More GCN layers in the model enable the process to explore wider neighborhoods for each vertex in the graph during inference. Fan et al. (2019) used only five neighbor aggregations which limit the information aggregated especially for big graphs. We use a deeper network with more neighbor aggregations on each stage, therefore helping the network explore a wider spectrum of neighbors. That helps the network have better performance even though the structure is way simpler.

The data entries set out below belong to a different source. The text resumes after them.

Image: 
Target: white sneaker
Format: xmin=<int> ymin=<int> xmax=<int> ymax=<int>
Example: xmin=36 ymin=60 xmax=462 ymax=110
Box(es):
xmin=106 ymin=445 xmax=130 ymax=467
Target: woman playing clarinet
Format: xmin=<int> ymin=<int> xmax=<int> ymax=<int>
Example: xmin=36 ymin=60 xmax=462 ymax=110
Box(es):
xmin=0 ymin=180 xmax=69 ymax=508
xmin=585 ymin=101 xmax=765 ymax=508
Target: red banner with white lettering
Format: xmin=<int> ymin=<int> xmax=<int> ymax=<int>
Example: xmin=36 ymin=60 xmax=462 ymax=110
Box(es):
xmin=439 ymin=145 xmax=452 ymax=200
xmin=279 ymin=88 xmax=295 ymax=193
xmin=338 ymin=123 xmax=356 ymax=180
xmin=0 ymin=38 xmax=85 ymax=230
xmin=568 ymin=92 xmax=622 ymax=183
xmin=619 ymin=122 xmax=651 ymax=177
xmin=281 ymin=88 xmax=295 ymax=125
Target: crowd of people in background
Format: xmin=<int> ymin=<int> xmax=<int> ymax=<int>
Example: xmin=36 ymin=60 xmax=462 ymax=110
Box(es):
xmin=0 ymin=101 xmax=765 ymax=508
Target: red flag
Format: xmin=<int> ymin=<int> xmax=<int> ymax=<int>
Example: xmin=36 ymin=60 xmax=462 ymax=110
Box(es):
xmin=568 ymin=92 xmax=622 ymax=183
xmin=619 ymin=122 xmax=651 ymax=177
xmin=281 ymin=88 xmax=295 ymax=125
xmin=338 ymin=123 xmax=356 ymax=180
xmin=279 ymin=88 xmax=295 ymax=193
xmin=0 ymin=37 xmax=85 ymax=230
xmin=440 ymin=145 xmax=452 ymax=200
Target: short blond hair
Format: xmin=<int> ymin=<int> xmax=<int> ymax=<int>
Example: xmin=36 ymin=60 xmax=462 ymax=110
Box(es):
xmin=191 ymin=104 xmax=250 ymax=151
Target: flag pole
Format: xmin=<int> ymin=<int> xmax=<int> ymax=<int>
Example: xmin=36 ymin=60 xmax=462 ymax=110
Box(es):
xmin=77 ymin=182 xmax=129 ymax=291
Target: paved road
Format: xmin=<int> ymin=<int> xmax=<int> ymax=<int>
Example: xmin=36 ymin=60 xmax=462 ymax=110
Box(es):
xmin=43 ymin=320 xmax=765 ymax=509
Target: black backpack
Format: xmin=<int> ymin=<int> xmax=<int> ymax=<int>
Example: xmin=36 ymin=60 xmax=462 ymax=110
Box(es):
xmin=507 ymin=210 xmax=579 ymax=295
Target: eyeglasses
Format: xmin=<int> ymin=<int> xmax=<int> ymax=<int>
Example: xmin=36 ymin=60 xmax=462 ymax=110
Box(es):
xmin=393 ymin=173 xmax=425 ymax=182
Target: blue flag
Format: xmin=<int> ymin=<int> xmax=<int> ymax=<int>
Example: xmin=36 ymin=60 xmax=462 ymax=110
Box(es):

To be able to have a deep network with many graph-convolutional blocks, progressive DropEdge along with skip connections is used. Each GCN block gets only part of the graph where a certain number of edges are removed randomly. Initial layers get fewer edges, while layers closer to the final output MLP get more context of the graph which helps the model explore the graph better.
Ablation Studies
To demonstrate the contribution of each part of the ABCDE approach, each part is evaluated in ablation studies. Parts of the approach are removed to demonstrate the performance changes on the real-world datasets.
From the experiments demonstrated in Table 5, it can be observed that each part’s contribution differs for different graph types. ABCDE with no DropEdge outperforms the proposed approach on the com-youtube and amazon graphs which are relatively small networks. Constant DropEdge of 0.2 outperforms all the rest on the Dblp graph which is larger than com-youtube and amazon but smaller than cit-Patents and com-lj. ABCDE with Progressive-DropEdge and skip connections is the best for the largest two graphs, namely cit-Patents and com-lj. Removing skip connections from the model drops the performance significantly in all the cases.
Dataset | No DropEdge | DropEdge = 0.2 | No skip connections | ABCDE |
---|---|---|---|---|
Top-1% | ||||
com-youtube | 78.5 | 77.8 | 66.5 | 77.1 |
amazon | 86.2 | 91.0 | 85.3 | 92.0 |
Dblp | 79.3 | 80.2 | 76.9 | 79.8 |
cit-Patents | 47.4 | 47.1 | 37.6 | 50.2 |
com-lj | 69.0 | 69.1 | 46.1 | 70.9 |
Top-5% | ||||
com-youtube | 76.2 | 75.1 | 65.2 | 75.1 |
amazon | 88.1 | 87.9 | 82.6 | 88.0 |
Dblp | 72.3 | 74.2 | 71.5 | 73.7 |
cit-Patents | 56.3 | 55.9 | 52.1 | 58.3 |
com-lj | 75.4 | 75.4 | 62.8 | 75.7 |
Top-10% | ||||
com-youtube | 78.1 | 77.1 | 67.5 | 77.6 |
amazon | 86.1 | 85.4 | 77.6 | 85.6 |
Dblp | 75.0 | 77.0 | 75.5 | 76.3 |
cit-Patents | 63.4 | 63.0 | 60.4 | 64.9 |
com-lj | 78.2 | 77.9 | 69.1 | 78.0 |
Kendall tau | ||||
com-youtube | 59.8 | 59.3 | 56.8 | 59.8 |
amazon | 77.3 | 77.5 | 70.9 | 77.7 |
Dblp | 73.5 | 73.9 | 73.9 | 73.7 |
cit-Patents | 73.2 | 72.8 | 71.1 | 73.5 |
com-lj | 71.5 | 70.9 | 65.8 | 71.8 |
As a lot of real-world graphs are very large, the final ABCDE approach is chosen to be the one leading to the best performance on the large networks.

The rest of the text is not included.